Milsom’s genius lay in the imaginative insights he brought to the reading of these documents, which revolutionised some of the old orthodoxies. For Milsom, many of the puzzles found in the legal doctrines of the past could only be resolved if one tried to understand them through the eyes of the lawyers of the age, and to recover the unexpressed assumptions which informed their actions. For instance, it was by focusing on the very hierarchical nature of the feudal relationship around which all medieval landholding was based that Milsom was able to perceive that many of the cases which came before the king’s justices in the later twelfth century were disputes, not between social equals, but between tenants and lords.

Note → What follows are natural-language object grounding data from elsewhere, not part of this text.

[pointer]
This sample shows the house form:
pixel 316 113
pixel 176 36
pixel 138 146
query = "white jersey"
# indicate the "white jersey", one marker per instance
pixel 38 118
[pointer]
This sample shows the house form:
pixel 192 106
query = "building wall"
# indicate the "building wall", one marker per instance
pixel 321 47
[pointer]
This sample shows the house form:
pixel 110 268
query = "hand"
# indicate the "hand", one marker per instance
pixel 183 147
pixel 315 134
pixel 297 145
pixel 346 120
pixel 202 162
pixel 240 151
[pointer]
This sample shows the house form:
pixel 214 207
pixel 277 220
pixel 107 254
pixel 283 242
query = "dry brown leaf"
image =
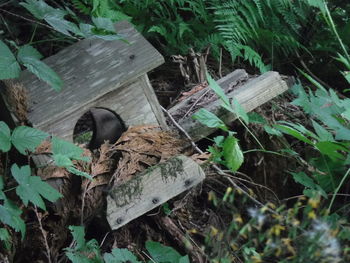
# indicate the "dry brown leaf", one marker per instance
pixel 142 147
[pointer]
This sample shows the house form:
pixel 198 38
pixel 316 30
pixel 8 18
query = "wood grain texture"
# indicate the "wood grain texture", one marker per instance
pixel 90 69
pixel 251 95
pixel 225 82
pixel 151 189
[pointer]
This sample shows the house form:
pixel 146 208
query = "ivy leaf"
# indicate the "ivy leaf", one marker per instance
pixel 9 67
pixel 5 137
pixel 27 138
pixel 232 153
pixel 30 58
pixel 120 256
pixel 31 188
pixel 10 215
pixel 209 119
pixel 160 253
pixel 53 16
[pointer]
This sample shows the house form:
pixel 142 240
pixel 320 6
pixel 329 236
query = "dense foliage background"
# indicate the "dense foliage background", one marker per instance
pixel 306 38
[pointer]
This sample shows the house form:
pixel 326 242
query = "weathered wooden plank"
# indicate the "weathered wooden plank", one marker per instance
pixel 89 68
pixel 150 189
pixel 129 101
pixel 229 80
pixel 251 95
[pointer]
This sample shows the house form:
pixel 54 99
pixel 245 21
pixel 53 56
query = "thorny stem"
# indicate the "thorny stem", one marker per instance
pixel 44 234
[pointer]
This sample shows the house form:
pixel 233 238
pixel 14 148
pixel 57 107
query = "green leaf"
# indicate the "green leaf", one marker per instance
pixel 304 179
pixel 6 238
pixel 53 16
pixel 10 215
pixel 75 171
pixel 209 119
pixel 293 132
pixel 78 233
pixel 9 67
pixel 62 160
pixel 160 253
pixel 322 133
pixel 30 58
pixel 120 256
pixel 31 188
pixel 331 149
pixel 218 90
pixel 256 118
pixel 232 153
pixel 27 138
pixel 239 111
pixel 5 137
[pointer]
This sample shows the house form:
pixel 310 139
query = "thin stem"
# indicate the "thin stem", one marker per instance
pixel 338 188
pixel 331 22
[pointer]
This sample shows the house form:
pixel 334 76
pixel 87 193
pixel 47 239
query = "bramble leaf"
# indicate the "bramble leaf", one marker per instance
pixel 209 119
pixel 232 153
pixel 31 188
pixel 5 137
pixel 27 138
pixel 30 58
pixel 9 67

This in turn led to the insight that the birth of the common law was to be attributed not to a conscious policy of the crown, but to the demands of tenants who had been denied justice by their lord’s court. As he later recalled, it was while waiting for a train home from Charing Cross that his key insight first struck him. Milsom’s project was also a broader one of historical jurisprudence, for his fine-grained research also revealed how legal ideas developed and mutated. In his view, legal change in the common law tradition was often the result of legal opportunism, as lawyers adapted old forms for new purposes simply to win the case for their clients. Although LSE proved to be a congenial environment for him to develop his ideas, Milsom did not enjoy the atmosphere at the School in the age of student protests in the late 1960s, when he served on the General Purposes Committee, and in 1976 he returned to a chair in Cambridge. If out of sympathy with the student radicals of 1968, however, he was in his time at LSE both an enthusiastic teacher and a dedicated colleague.